[Numpy-discussion] Openmp support (was numpy's future (1.1 and beyond): which direction(s) ?)
Francesc Altet
faltet at carabos.com
Sun Mar 23 08:41:20 EDT 2008
A Sunday 23 March 2008, Charles R Harris escrigué:
> gcc --version: gcc (GCC) 4.1.2 20070925 (Red Hat 4.1.2-33)
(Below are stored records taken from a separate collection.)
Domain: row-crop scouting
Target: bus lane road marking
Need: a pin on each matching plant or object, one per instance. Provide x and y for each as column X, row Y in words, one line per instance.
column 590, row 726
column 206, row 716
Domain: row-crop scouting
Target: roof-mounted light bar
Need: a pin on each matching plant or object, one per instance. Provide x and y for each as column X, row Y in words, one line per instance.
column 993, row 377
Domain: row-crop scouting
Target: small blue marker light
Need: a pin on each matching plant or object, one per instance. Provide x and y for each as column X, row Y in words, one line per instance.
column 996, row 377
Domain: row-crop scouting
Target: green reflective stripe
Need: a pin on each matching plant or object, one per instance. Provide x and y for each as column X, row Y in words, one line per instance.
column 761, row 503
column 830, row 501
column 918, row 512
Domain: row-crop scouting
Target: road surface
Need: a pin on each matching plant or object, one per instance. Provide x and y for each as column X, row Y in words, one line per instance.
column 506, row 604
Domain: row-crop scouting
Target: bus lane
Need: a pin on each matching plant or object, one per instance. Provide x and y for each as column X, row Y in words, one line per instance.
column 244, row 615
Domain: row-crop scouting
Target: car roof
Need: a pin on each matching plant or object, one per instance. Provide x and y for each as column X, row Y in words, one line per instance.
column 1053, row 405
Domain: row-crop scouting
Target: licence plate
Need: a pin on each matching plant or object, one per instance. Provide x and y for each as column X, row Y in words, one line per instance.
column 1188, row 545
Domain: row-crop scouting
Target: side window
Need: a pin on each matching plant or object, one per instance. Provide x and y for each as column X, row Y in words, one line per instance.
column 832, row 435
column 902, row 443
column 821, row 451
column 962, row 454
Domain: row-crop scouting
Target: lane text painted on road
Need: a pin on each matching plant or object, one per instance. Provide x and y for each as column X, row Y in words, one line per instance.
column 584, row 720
> cpu: Intel(R) Core(TM)2 CPU 6600 @ 2.40GHz
>
> Problem size Simple Intrin
> Inline
> 100 0.0002ms (100.0%) 0.0001ms ( 68.7%)
> 0.0001ms ( 74.8%)
> 1000 0.0015ms (100.0%) 0.0011ms ( 72.0%)
> 0.0012ms ( 80.4%)
> 10000 0.0154ms (100.0%) 0.0111ms ( 72.1%)
> 0.0122ms ( 79.1%)
> 100000 0.1081ms (100.0%) 0.0759ms ( 70.2%)
> 0.0811ms ( 75.0%)
> 1000000 2.7778ms (100.0%) 2.8172ms (101.4%)
> 2.7929ms ( 100.5%)
> 10000000 28.1577ms (100.0%) 28.7332ms (102.0%)
> 28.4669ms ( 101.1%)
I'm mystified about your machine requiring just 28s for completing the
10 million test, and most of the other, similar processors (some faster
than yours), in this thread falls pretty far from your figure. What
sort of memory subsystem are you using?
> It looks like memory access is the bottleneck, otherwise running 4
> floats through in parallel should go a lot faster.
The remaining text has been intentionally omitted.